Charles Colgan, an economist at the University of Southern Maine, said that after Oct. 17, the Treasury Department predicts it will be operating on a day-to-day basis. But he said that amid the uncertainty, government vendors will likely ask whether they will receive a check.
“It is psychological rather than technical,” Colgan said of the Oct. 17 deadline. “But by that point, the damage is done.”
The U.S. Chamber of Commerce has urged Congress to quickly address the shutdown and the debt ceiling.
“There are a lot of moving pieces and different views being discussed, but the needs of the country are clear,” Chamber Executive Vice President for Government Affairs Bruce Josten said in a written statement. “Congress and the administration must find a path forward on a continuing resolution and on the debt limit to preserve the normal operations of government and to remove a serious threat to the full faith and credit of the United States.”
Obama met with congressional Democrats at the White House on Wednesday and plans to meet with Republicans on Thursday. The invitations were viewed as a rare positive sign as the nation entered its 10th day of a partial government shutdown caused by a congressional stalemate over whether to link the budget to funding the Affordable Care Act, as some Republicans insist.

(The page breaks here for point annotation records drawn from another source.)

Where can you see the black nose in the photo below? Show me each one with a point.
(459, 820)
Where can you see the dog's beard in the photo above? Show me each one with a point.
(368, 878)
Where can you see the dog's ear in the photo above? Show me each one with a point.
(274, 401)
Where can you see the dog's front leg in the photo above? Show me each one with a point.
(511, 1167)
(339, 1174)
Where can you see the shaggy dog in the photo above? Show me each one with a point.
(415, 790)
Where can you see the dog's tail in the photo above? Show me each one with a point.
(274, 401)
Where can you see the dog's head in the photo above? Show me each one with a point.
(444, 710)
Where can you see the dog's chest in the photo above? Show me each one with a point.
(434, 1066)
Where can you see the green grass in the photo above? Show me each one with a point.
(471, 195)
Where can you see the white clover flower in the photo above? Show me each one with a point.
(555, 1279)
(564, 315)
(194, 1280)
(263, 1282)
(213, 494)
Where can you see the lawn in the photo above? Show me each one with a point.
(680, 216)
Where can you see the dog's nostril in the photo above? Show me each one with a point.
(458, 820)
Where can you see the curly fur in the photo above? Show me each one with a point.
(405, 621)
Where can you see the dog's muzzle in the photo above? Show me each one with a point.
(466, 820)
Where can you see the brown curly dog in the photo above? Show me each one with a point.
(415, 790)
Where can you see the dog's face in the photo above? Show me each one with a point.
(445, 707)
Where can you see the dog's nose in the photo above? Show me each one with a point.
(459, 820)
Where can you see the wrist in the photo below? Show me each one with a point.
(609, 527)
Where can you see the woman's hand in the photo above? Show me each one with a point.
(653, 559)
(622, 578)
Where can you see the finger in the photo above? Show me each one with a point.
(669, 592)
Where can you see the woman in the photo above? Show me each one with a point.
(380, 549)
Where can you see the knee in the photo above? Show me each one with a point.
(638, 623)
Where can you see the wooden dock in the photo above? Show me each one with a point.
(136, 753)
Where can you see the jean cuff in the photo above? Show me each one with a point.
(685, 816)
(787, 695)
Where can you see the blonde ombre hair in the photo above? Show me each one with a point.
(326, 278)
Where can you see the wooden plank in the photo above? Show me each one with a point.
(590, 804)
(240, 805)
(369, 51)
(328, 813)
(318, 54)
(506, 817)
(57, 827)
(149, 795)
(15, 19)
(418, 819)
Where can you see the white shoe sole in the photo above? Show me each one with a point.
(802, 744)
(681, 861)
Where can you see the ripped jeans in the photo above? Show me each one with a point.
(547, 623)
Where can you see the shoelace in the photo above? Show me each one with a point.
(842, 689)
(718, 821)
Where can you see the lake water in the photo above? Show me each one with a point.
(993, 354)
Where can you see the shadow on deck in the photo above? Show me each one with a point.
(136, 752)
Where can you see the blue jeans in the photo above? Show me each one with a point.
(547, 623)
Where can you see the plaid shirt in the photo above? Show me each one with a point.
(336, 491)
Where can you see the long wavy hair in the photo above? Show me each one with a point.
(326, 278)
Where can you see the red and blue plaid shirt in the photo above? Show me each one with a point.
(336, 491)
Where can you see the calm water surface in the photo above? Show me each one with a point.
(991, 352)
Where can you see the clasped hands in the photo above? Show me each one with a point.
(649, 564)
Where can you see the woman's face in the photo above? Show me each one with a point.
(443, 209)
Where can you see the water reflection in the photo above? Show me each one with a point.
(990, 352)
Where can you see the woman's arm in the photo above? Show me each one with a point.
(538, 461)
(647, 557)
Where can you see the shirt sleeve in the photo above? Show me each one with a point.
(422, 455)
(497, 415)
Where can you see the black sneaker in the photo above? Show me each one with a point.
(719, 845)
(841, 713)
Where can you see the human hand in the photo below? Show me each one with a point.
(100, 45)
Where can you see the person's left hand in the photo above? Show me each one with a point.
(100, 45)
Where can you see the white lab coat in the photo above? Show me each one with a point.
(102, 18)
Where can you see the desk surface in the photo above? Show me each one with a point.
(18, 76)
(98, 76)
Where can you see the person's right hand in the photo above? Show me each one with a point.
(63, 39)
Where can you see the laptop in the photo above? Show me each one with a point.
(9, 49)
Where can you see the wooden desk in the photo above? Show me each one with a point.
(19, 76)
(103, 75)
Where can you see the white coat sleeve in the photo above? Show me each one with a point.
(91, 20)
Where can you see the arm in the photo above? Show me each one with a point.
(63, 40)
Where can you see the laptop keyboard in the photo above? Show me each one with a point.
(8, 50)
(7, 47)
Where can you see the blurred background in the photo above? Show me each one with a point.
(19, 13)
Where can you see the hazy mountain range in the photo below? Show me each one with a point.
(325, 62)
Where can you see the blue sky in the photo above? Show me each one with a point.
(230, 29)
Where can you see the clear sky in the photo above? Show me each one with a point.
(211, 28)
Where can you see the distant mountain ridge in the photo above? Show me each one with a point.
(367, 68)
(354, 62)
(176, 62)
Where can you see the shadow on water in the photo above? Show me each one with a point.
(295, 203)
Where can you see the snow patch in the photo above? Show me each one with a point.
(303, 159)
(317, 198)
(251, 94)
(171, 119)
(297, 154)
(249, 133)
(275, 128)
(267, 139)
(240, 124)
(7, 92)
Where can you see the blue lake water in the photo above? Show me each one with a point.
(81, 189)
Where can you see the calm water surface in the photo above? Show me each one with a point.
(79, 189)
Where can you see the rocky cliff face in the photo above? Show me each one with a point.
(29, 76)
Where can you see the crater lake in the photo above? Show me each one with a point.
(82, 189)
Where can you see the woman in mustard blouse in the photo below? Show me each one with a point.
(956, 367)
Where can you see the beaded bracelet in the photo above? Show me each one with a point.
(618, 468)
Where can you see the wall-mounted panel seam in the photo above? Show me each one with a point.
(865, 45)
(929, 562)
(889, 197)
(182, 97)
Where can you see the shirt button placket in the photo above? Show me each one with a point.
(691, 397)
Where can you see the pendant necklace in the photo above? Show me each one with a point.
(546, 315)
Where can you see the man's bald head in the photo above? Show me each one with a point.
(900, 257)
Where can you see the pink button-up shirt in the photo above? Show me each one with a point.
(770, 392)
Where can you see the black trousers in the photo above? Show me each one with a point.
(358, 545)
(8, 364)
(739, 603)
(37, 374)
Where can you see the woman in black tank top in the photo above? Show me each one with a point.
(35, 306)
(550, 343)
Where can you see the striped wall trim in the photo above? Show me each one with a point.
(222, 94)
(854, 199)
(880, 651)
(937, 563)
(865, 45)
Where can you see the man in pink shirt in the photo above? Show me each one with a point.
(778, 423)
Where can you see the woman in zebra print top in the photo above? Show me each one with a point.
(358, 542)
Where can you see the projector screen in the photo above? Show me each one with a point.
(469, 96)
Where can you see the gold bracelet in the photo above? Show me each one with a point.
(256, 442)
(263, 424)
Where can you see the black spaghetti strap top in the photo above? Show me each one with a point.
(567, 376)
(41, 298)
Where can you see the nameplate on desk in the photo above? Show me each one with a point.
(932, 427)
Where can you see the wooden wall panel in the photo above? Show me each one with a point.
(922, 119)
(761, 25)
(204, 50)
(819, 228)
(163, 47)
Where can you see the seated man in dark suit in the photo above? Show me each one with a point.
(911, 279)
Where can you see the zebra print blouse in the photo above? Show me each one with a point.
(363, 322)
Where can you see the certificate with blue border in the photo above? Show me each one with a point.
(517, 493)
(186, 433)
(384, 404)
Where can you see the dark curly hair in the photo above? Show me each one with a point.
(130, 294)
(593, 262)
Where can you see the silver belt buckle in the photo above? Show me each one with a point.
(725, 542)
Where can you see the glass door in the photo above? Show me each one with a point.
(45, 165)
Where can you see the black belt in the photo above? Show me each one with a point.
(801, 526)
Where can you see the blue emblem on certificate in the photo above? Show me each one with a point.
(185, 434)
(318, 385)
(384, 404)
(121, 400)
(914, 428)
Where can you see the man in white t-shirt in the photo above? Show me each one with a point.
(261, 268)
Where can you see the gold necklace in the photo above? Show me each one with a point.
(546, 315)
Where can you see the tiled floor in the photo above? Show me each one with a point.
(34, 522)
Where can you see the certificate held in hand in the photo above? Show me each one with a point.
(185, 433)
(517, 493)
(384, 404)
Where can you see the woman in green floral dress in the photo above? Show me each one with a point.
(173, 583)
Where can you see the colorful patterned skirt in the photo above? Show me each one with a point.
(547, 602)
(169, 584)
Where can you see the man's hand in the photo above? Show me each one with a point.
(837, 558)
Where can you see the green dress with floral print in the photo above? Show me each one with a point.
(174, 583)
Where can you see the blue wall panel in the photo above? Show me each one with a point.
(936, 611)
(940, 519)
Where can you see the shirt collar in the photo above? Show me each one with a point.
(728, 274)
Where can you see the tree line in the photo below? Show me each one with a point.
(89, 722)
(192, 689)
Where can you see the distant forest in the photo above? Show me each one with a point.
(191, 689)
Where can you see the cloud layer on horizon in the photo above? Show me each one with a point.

The Senate is expected to hold the first votes later this week on a Democratic plan to increase the debt ceiling with no other issues attached. Collins said attempting to increase the debt limit by $1 trillion “appears to be a non-starter in my caucus” without changes to spending or to the health care act.
Collins would not say whether she would vote to proceed with consideration of the Democratic debt ceiling plan and predicted that Democrats will fail to muster the six Republicans needed to break a filibuster.
“My focus has been to try to come up with a solution . . . to get us out of this impasse,” Collins said.
Her plan would reopen now-shuttered federal offices by funding the government for six months at an annual rate of $986 billion – the level proposed by Republicans and reluctantly agreed to by Democrats. It would also give federal agencies more flexibility to implement the forced sequestration budget cuts that began in March.
The sticking point for Democrats, however, is likely to be a proposed repeal of the health care act’s 2.3 percent tax on medical equipment and devices, offsetting the $30 billion loss through temporary pension plan adjustments for companies with fixed pension plans.
The majority of the Senate voted earlier this year on a budget amendment to repeal the medical device tax, but that was before House Republicans linked the Affordable Care Act to keeping the government open. Since then, Senate Democrats have rebuffed any attempted changes to the health care law.
Maine Sen. Angus King, an independent who caucuses with the Democrats, said he wasn’t sure he could support Collins’ plan.
“I think it’s a creative proposal and I’ve heard similar discussions in the House,” King said in an interview. “But what I have to get over is my concern that if we reward this kind of activity . . . we will be doing this a year or six months from now and it will become the norm for how we legislate. And that really bothers me.”
Collins said she has been approached by several Democrats interested in her plan, but acknowledged that no one has pledged support. A similar measure is under discussion in the House.
“I think they feel held back by leadership at this point,” Collins said of Democrats. “But I am hopeful that this bill provides at least concepts that could be the basis for reopening government and moving forward.”